A lesser long-nosed bat (Leptonycteris curasoae) feeding on an agave blossom in Arizona, spreading the flower’s pollen in the process. Rolf Nussbaumer/imageBROKER
Counties in all U.S. states tax agricultural land based on its “use value” – in other words, based on how profitable the land is in agriculture. Without healthy bat populations, lower profits shrink the tax base, leaving county governments with less revenue.
Those governments must respond by reducing services, raising taxes or increasing how much money they borrow – often at a greater cost of borrowing. The effect is especially pronounced in rural counties, where agriculture makes up a large share of property tax revenue.
Our recent research finds that rural county governments lost almost $150 per person in annual revenue after the arrival of white-nose syndrome. For an average-size rural county, that is nearly $2.7 million in lost revenue each year.
How losing bats can hit the bond markets
The loss of county revenue makes municipal bond investors nervous. Buying a municipal bond is a bit like lending money to the county, and the interest rate is what the county pays you for taking on that risk.
When bats disappear, the risk goes up, and the county has to pay about 11.47 hundredths of a percentage point more in interest.

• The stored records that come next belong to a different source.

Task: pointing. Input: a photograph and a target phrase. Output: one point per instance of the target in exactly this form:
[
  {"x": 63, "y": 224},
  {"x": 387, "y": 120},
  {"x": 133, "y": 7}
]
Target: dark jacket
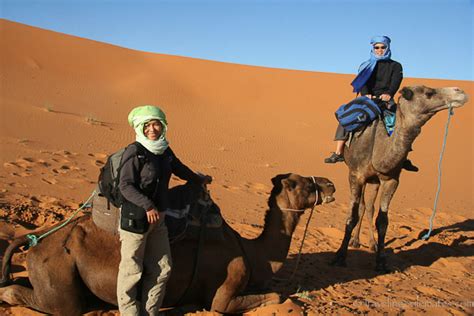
[
  {"x": 149, "y": 188},
  {"x": 386, "y": 78}
]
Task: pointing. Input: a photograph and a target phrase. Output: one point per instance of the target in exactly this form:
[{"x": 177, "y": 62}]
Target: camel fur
[
  {"x": 375, "y": 162},
  {"x": 81, "y": 258}
]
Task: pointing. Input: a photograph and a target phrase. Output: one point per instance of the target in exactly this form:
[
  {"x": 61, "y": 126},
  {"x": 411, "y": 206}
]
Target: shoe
[
  {"x": 407, "y": 165},
  {"x": 334, "y": 158}
]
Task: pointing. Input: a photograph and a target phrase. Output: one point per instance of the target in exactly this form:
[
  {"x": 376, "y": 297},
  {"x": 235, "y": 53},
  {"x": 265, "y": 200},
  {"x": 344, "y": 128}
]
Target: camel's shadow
[{"x": 314, "y": 271}]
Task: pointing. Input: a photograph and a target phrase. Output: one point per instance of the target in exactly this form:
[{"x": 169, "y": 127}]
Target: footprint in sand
[
  {"x": 256, "y": 188},
  {"x": 21, "y": 174},
  {"x": 98, "y": 163},
  {"x": 49, "y": 181},
  {"x": 98, "y": 155}
]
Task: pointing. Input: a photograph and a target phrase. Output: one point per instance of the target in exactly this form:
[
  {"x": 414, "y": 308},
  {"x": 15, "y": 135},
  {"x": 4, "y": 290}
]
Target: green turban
[{"x": 143, "y": 114}]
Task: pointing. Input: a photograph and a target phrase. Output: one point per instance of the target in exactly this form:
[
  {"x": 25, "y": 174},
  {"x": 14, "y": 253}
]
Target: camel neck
[
  {"x": 276, "y": 235},
  {"x": 398, "y": 145}
]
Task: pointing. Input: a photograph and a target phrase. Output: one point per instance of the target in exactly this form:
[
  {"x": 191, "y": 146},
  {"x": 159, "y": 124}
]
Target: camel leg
[
  {"x": 19, "y": 295},
  {"x": 356, "y": 192},
  {"x": 371, "y": 194},
  {"x": 354, "y": 242},
  {"x": 388, "y": 189},
  {"x": 245, "y": 303},
  {"x": 235, "y": 282}
]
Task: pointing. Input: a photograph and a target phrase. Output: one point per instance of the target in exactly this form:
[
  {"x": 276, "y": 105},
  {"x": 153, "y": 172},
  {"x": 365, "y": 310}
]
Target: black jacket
[
  {"x": 148, "y": 188},
  {"x": 386, "y": 78}
]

That may sound small, but it is 27% larger than the typical risk premium investors already demand from county governments.
The higher interest rate raises borrowing costs for county governments. For example, the borrowing costs on a typical 15-year, $1 million bond would increase by more than $33,000.
Bats snuggle up in a cave. Liz Hamrick/TVA
Higher yields also mean lower bond prices for investors, including retirement funds. For example, our research suggests that investors would discount a $1 million bond issued by a rural county by nearly $14,000 if that county’s bats have become infected by white-nose syndrome.
Economic benefits of saving bats
The good news is that the benefits from healthy bat populations create opportunities to make money from bat conservation.
Farmers can increase their incomes. Local governments can recover property tax revenue to fund public services, such as road maintenance, health infrastructure and public schools. Bond investors can earn financial returns from healthier bat populations.
No silver bullet exists for protecting or restoring bat populations affected by white-nose syndrome, but promising efforts are underway.
A fungal vaccine is being tested by the U.S. Geological Survey and partners. Designing artificial roosts and adding cave protections can also help preserve healthy bat populations. Researchers are also working to better understand bat resistance to the disease to explore whether improving resistance alone can stabilize bat populations.
As these solutions develop, opportunities will emerge for farmers, local governments and investors to earn financial returns through bat conservation. In other words, saving bats isn’t just good ecology – it’s good economics.